Overlapped I/O with completion routines use the APC mechanism (though slightly wrapped) to notify you about completion of an operation. The timeline and conversation are:

Overlapped I/O with completion routines

program:	send this data
winsock:	okay, but I couldn't send it right now
program enters an alertable wait state
the operation completes
winsock:	system, queue this completion routine for that thread
the wait state the program is in is alerted
the wait function executes the queued completion routine and returns to the program

APCs can be a bit hard to understand but don't worry, this is just an introduction. Usually a thread is in the alertable wait state until the callback is called, which handles the event and returns to the thread. The thread then does some operations if necessary and finally loops back to the wait state again.

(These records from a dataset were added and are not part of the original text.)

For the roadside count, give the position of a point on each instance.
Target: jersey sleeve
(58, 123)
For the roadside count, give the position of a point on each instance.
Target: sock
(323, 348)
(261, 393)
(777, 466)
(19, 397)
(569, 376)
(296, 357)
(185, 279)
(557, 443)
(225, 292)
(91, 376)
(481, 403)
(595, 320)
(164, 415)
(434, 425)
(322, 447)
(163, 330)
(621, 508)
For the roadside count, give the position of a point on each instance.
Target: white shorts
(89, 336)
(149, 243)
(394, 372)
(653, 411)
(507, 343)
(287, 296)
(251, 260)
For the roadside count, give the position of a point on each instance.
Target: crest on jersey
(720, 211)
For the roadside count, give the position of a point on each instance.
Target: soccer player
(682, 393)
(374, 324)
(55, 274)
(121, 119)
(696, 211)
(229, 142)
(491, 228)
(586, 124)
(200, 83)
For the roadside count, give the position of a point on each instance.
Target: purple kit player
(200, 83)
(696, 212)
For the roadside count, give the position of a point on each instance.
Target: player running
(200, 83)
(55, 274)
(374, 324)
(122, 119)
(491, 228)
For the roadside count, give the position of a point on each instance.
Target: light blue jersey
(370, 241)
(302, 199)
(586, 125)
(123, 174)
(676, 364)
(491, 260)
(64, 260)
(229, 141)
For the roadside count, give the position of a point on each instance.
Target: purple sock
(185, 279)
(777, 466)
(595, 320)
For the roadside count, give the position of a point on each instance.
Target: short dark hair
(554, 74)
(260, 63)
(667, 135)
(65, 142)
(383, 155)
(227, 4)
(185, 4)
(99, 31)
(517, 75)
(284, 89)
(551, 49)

14. Overlapped I/O: completion ports

We've finally come to the last and probably most efficient winsock I/O model: overlapped I/O with completion ports. A completion port is a mechanism available in NT kernels (win9x/ME has no support for it) to allow efficient management of threads. Unlike the other models discussed so far, completion ports have their own thread management. I didn't draw a timeline nor made a conversation for this model, as it probably wouldn't make things clearer. I did draw an image of the mechanism itself, have a good look at it first:

Overlapped I/O with completion port

The idea behind completion ports is the following. After creating the completion port, multiple sockets (or files) can be associated with it. At that point, when an overlapped I/O operation completes, a completion packet is sent to the completion port. The completion port has a pool of similar worker threads, each of which are blocking on the completion port. On arrival of a completion packet, the port takes one of the inactive queued threads and activates it. The activated thread handles the completion event and then blocks again on the port.

The management of threads is done by the completion port. There are a certain number of threads running (waiting on the completion port actually), but usually not all of them are active at the same time. When creating the completion port you can specify how many threads are active at the same time. This value defaults to the number of CPUs in the system.

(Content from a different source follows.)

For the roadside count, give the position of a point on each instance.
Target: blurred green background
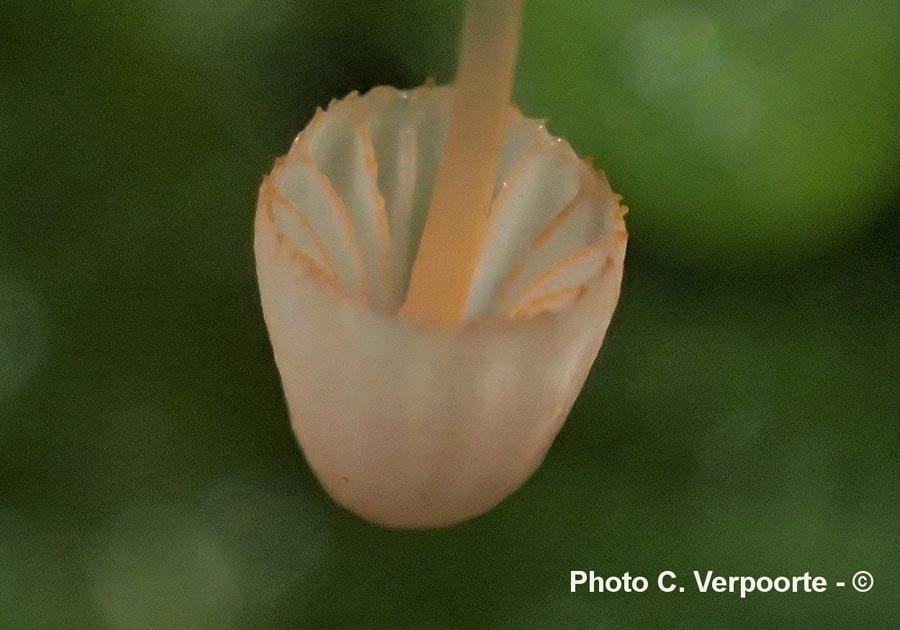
(742, 417)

Completion ports are a bit counter intuitive. There is no relation between a thread and a connection or operation. Each thread has to be able to act on any completion event that happened on the completion port. I/O completion ports (IOCP) are not easy to implement but provide a very good scalability. You will be able to handle thousands of connections with IOCP.

15. Conclusion

I hope you now have a global view of all the I/O models available. Don't worry if you don't fully understand them, the next chapters will explain them more detailed, one at a time.